Average number of procedures performed during the hospitalization was higher in PD patients, i.e., 0.89 (S.D. = 1.309, p-value < 0.001) compared to 0.53 procedures in PD with MDD patients (S.D. = 0.977, p-value < 0.001). A total of 29,343 (45.9%) PD patients and 437 (30.2%) PD with MDD patients underwent therapeutic or diagnostic procedures during the hospitalization. The most common procedure performed was Therapeutic Nervous system procedure, i.e., 59.5% in PD patients, but lower in PD with MDD patients (29.9%). Diagnostic procedures like computed tomography (CT)-scan Head, magnetic resonance imaging (MRI) scan and diagnostic spinal tap were performed more in PD with MDD patients (5.5%, 6.6% and 3.4%, respectively) compared to PD patients (4.2%, 2.8% and 2.5%, respectively) (p-value < 0.001). Invasive procedures like Gastrotomy (temporary or permanent placement) were performed 1.5 times greater in PD with MDD patients as compared to PD patients (p-value < 0.001). The patients were distributed according to the utilization of procedures in Table 8 and Figure 8.

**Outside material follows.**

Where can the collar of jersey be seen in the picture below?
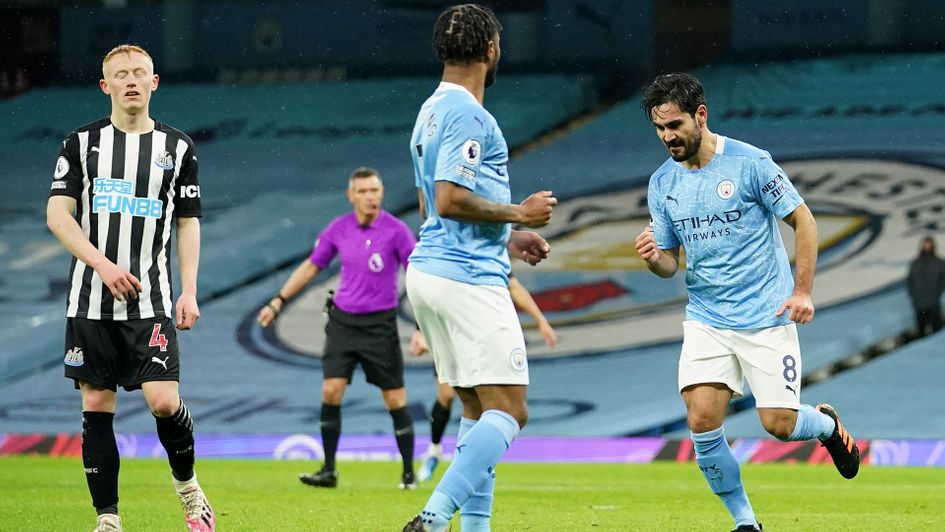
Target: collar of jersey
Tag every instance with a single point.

Procedure PD PD with MDD p-value
Therapeutic nervous system procedure 59.5% 29.9% <0.001
Diagnostic spinal tap 2.5% 3.4% <0.001
Gastrotomy 2.8% 4.6% <0.001
CT-scan 4.2% 5.5% <0.001
MRI-scan 2.8% 6.6% <0.001
Other procedures 28.2% 50% <0.001

The most important therapeutic procedure used during hospitalization is deep brain stimulation (DBS) in which there were 136, i.e., 9.4% of total PD with MDD patients, which is very low as compared to the use of DBS in 16,368, i.e., 25.6% of PD patients (p-value < 0.001). On the contrary, only 10 (0.7%) PD with MDD patients and 396 (0.6%) PD patients were treated with stereotactic radiosurgery (SRS) during the hospitalization, though this result was not statistically significant (p-value = 0.728). The patients were distributed according to the utilization of DBS and SRS procedures in Table 9 and Figure 9.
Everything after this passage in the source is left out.